JAKARTA, Stabilitas – Ekonomi Indonesia 2016 ditandai dengan inflasi yang rendah 3,02 persen, pertumbuhan kredit yang relatif rendah sekitar 9 persen, nilai rupiah yang pada mulanya stabil namun menjelang akhir tahun cukup volatil karena efek terpilihnya Trump sebagai Presiden AS, dan pertumbuhan sekitar 5 persen.
Empat belas paket kebijakan pemerintah juga belum memberikan pengaruh yang signifikan dalam mendorong investasi swasta. Sekalipun Menko Ekuin menyatakan lebih dari 90 persen peraturan yang harus dirubah telah dilakukan, namun pelaku ekonomi dalam dan luar negeri belum melihat implementasi kebijakan yang mendorong mereka untuk berinvestasi lebih besar.
Pertumbuhan kredit hanya sekitar 9 persen sekalipun Bank Indonesia telah menurunkan suku bunga kebijakan selama enam kali dan menurunkan uang muka untuk kredit kepemilikan rumah dan kredit kendaraan bermotor. Dengan ekonomi yang melambat dan relatif tingginya NPL sekalipun masih di tingkat aman 3,1 persen, bank cenderung sangat hati-hati dalam menyalurkan kredit.
BERITA TERKAIT
Harapan ekonomi pada 2017 dapat lebih baik daripada di 2016. Anggota Dewan Pakar The Habibie Center, Umar Juoro mengatakan perbaikan ekonomi belum secara signifikan karena pemerintah maupun analis pada umumnya memproyeksikan pertumbuhan ekonomi hanya paling tinggi sekitar 5,3 persen.

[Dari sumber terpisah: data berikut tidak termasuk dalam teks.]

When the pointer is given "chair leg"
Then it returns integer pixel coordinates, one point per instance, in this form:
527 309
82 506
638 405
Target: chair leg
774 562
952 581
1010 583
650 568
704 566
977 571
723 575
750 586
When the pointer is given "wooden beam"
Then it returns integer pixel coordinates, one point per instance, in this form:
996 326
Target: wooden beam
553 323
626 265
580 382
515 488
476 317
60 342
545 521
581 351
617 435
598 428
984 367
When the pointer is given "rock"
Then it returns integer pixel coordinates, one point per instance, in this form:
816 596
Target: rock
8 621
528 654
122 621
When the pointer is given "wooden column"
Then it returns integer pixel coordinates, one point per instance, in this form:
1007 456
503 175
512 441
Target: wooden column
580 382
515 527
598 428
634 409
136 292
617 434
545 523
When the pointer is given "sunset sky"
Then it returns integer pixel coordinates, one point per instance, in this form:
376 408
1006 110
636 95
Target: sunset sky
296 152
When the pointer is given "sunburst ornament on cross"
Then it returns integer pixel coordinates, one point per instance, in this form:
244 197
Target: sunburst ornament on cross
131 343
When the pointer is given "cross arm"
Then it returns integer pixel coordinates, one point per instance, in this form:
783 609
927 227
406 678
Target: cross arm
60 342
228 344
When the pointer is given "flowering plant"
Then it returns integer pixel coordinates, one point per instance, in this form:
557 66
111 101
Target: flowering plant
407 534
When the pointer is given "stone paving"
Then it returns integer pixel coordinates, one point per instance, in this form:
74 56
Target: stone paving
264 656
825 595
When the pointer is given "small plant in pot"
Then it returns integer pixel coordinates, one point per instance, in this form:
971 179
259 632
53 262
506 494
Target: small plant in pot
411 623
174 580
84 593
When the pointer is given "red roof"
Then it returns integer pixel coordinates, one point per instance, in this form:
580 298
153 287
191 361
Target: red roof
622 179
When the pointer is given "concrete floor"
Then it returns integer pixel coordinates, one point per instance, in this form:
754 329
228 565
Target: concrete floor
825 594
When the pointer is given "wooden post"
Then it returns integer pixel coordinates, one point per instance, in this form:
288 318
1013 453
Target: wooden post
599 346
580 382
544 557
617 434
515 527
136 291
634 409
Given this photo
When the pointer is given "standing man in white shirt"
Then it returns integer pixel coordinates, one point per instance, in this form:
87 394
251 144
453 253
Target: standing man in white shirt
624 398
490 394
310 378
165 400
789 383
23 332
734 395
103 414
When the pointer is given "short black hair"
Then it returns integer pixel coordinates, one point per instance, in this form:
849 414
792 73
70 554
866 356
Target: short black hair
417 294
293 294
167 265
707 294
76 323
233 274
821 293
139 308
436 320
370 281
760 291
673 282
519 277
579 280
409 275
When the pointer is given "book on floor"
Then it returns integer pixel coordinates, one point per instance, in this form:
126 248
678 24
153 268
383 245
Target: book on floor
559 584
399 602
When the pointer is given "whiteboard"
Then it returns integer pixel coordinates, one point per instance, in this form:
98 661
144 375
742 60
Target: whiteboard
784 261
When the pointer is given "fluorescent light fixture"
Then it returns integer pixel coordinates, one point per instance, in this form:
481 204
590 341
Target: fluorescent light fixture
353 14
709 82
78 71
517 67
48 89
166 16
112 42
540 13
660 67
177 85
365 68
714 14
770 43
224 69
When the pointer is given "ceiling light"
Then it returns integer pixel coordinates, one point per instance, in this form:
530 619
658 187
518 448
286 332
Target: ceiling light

“Tantangan eksternal tampaknya lebih berat dibandingkan dengan 2016. Kemenangan Trump sebagai Presiden AS membawa aliran modal kembali ke AS yang melemahkan mata uang negara berkembang, termasuk rupiah dan prospek meningkatnya proteksi ekonomi di negara maju,”kata Umar, di Jakarta, Rabu (18/01).
Kemungkinan konflik dagang antara AS dan Tiongkok akan juga berimbas pada Indonesia. Dengan prospek inflasi yang tinggi, the Fed kemungkinan akan menaikkan suku bunga dua kali di 2017. Hal ini akan semakin mendorong aliran modal keluar dari negara berkembang.
“Di dalam negeri tantangannya adalah pemerintah masih akan kesulitan memenuhi target penerimaan pajak, sekalipun tergetnya diturunkan, dalam keadaan ekonomi yang masih relatif lemah. Konsekuensinya pemerintah juha belum dapat menjalankan kebijakan ekonominya dengan optimal, padahal sektor swasta mengharapkan stimulasi dari pemerintah”lanjut Umar.
Melemahnya perkembangan ekonomi global juga berdampak pada ekspor yang tidak menggembirakan. “Perkembangan ekonomi dunia yang masih lemah dan kemungkinan meningkatnya proteksionisme membuat prospek ekspor belum lagi menggembirakan. Tinggal bagaimana lebih jauh mendorong perkembangan ekonomi domestik,”katanya.
Walaupun demikian, tantangan tersebut bisa saja dialihkan kepada sektor yang berpeluang serta segera diatasi.
“Sekalipun perkiraan ekonomi 2017 hanya sedikit lebih baik daripada 2016, sebenarnya masih tetap terbuka untuk tumbuh lebih tinggi, jika kembali permasalahan yang menghambat investasi di 2016 dapat lebih baik untuk diatasi. Begitu juga fasilitasi bagi perkembangan produksi, distriubusi, dan konsumsi dalam negeri dapat lebih baik lagi,”tutup Umar.